Ruland was let go as an assistant by the Philadelphia 76ers after former Wizards coach Eddie Jordan took over in May. He has another year left on his contract, “but I kind of didn’t want to sit on the couch,” he said.
A friend, former Atlantic 10 commissioner Linda Bruno, put Ruland in touch with Patricia Thomas. Thomas was “absolutely inundated” with applications but was wowed by Ruland, who coached at Iona for eight years, because of his coaching expertise and his name, she said.
“I realize that folks in this town, in particular, would rally around Jeff,” Thomas said. “It’s a very positive statement for the university.”
Added UDC president Allen Sessoms: “There must have been 70 resumes Pat had to go through. I talked to a half-dozen finalists. Some of them were extraordinary. But Jeff Ruland, if you can get him, you get him.”
Eventually, UDC plans to move up from NCAA Division II to Division I, “but it’s not gonna happen overnight,” Thomas said. “My job is to come in and clean up the program and make sure we are not viewed in the NCAA’s eyes in terms of infractions, but to develop a program that any university would be proud to call its own.”
Since winning the Division II national championship in 1982, the program sank to the lowest depths imaginable in 2004 when UDC canceled men’s and women’s basketball after an internal investigation revealed widespread abuses in several sports in recruiting, financial aid and academic eligibility.
In 2006, the NCAA additionally put UDC on five years’ probation, banned postseason competition in all sports for a year and reduced recruiting and scholarships.

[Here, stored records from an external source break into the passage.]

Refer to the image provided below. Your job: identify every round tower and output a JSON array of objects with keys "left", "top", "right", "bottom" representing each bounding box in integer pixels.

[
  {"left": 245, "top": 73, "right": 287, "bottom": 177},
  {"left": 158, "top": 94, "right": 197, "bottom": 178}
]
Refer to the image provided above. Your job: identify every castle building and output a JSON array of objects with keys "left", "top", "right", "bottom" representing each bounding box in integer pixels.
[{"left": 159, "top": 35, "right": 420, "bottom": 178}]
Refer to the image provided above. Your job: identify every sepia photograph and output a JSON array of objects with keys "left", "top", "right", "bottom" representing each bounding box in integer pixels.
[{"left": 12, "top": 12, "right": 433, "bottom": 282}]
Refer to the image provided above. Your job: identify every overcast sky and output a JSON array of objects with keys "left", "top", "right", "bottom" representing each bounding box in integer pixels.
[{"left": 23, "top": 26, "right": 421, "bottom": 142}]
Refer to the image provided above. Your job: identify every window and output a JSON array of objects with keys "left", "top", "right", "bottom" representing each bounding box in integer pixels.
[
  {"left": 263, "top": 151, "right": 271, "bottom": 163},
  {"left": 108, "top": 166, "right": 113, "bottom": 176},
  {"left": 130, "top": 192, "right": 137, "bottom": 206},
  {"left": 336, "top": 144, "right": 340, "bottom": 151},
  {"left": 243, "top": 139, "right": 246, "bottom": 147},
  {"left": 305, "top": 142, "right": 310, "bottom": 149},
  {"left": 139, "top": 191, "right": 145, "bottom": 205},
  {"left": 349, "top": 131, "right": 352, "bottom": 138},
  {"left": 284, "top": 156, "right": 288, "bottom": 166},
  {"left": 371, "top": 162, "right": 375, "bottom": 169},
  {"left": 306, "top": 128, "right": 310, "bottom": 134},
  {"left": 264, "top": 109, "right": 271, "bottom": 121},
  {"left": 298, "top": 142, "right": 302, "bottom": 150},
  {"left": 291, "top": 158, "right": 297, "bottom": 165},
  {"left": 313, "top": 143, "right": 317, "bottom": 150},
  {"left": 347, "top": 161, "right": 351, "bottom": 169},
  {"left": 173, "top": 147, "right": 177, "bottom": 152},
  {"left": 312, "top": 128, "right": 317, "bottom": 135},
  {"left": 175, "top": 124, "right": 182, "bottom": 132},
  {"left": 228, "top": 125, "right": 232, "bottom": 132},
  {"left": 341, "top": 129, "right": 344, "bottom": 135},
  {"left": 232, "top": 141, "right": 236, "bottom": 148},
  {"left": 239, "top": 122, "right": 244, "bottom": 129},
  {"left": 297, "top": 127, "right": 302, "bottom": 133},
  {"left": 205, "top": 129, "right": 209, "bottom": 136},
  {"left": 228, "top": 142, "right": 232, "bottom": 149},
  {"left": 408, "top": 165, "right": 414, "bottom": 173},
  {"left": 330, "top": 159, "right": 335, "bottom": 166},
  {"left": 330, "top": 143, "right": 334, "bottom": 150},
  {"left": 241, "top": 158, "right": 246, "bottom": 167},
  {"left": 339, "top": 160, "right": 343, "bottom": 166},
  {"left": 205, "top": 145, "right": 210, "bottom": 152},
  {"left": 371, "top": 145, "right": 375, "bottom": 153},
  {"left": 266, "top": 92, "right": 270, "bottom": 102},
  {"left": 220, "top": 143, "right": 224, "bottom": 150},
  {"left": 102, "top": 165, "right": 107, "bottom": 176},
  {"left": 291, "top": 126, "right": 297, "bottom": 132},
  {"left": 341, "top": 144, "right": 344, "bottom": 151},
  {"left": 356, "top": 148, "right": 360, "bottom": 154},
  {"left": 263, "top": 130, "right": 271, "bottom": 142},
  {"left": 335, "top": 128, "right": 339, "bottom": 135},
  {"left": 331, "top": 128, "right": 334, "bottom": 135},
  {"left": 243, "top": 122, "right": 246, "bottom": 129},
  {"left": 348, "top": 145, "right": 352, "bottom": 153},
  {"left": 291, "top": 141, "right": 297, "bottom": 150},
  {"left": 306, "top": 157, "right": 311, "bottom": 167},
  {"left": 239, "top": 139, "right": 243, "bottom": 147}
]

The report called it “the single most egregious lack of institutional control ever seen by the [infractions] committee.”
Making it worse was that UDC had been penalized for similar infractions in 1991.
D.C. native Julius Smith, a former Archbishop Carroll High School classmate of Jordan’s, was hired as coach to oversee basketball’s return in 2005. After a 1-22 season, Smith seemed to turn things around. But in April, he mysteriously was no longer the coach. Thomas wouldn’t say whether he resigned or was fired, calling it “a personnel matter.” Other than ads posted for Smith’s replacement, few outside the university knew about it.